On June 5, another casualty in the European debt crisis emerged, as Spain announced that it soon would be unable to borrow in the bond market without assistance from other European Union nations. Emilio Botin, the chairman of Banco Santander, said about 40 billion euros, or $50 billion, in European funds would be needed to repair Spain’s banking sector, according to Bloomberg News.
Spain’s announcement launched unofficial negotiations over a deal to rescue the nation’s banks. As the euro zone’s fourth-largest economy, Spain is considered too big to fail “and possibly too big to steamroll, changing the balance of power in negotiations over a bailout,” write Nicholas Kulish and Raphael Minder in the Times on June 6. By demanding emergency aid for its banks, Spain tried to avoid the austerity measures and deep recessions faced by smaller nations such as Greece, Portugal, and Ireland.

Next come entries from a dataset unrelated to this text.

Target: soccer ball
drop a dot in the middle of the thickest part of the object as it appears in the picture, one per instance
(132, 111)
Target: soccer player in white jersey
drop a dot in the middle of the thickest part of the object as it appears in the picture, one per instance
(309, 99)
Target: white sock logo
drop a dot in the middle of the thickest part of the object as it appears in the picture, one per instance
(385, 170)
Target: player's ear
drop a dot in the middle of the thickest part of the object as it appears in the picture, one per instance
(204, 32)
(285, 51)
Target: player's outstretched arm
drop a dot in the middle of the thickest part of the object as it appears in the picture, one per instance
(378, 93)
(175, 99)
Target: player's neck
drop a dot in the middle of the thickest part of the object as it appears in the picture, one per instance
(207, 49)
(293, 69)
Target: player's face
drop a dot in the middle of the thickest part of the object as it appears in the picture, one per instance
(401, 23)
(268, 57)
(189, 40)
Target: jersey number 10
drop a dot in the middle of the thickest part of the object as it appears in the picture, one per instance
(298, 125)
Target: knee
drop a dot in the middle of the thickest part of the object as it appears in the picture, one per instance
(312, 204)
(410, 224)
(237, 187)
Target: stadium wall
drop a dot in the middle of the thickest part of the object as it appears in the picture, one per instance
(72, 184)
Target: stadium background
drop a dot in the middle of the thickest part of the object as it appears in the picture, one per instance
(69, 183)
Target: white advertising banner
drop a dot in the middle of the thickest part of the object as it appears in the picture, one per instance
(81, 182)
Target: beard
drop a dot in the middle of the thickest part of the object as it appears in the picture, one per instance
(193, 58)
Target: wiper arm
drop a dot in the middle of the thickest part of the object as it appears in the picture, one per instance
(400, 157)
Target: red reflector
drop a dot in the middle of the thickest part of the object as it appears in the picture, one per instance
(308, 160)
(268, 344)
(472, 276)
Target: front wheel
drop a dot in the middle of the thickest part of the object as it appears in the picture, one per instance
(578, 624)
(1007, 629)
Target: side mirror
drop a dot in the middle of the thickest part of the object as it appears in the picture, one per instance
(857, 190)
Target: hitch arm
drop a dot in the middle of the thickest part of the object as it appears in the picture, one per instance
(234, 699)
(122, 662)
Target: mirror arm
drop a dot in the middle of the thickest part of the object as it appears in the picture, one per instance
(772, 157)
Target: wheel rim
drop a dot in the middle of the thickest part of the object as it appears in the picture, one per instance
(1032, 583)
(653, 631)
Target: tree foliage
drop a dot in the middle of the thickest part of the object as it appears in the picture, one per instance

Spain’s demands are bolstered by the fact that it did not run large budget deficits before the crisis. The nation has a lower level of debt as a percentage of gross domestic product than even Germany, the European model of fiscal restraint. As “calls for growth have begun to outweigh German insistence on austerity,” write Kulish and Minder, Spain planned to make a convincing argument that European aid to its banks should not be accompanied by a loss of governmental decision-making power over the Spanish economy and fiscal policies. Spanish leaders are pushing for a deal that only requires the country to tighten its oversight over the financial sector without affecting its budget powers. Because Spain has already adopted difficult changes and spending cuts, European officials were expected to be much more receptive to a bailout free of the austerity measures imposed on Greece and other countries.
Madrid’s “trump card in this latest game of euro-zone poker” says Kulish and Minder, is that a Spanish default and exit from the euro zone could be catastrophic. German officials privately pressed the Spaniards to take a bailout, a stance that gives Spain bargaining power, write Kulish and Minder: “the chance that it self-destructs implicitly holds the rest of Europe hostage until they agree to terms.”
On June 21, the Spanish government had to pay punitively high interest rates to sell its bonds, and it released audit reports indicating that it would need 62 billion euros to support its banking system. The release of the audit is expected to launch the Spanish government’s official negotiations with European leaders over the terms of a multi-billion bank bailout.
Spain’s banking crisis underscores how the European Union has lurched from one crisis negotiation to the next. “The strategy of plugging holes only works for so long,” Friedrich Mostboeck, chief economist and head of research for the Erste Group in Vienna, told the Times. “Eventually, you come to the point where a common euro area requires a common fiscal policy.”
This lack of a unified, guiding fiscal policy has given Spain and other troubled countries negotiating power – possibly at the expense of the broader European economy. The situation illustrates the value of establishing ground rules and policies before a crisis hits to make sure that you are playing on a level, fair field.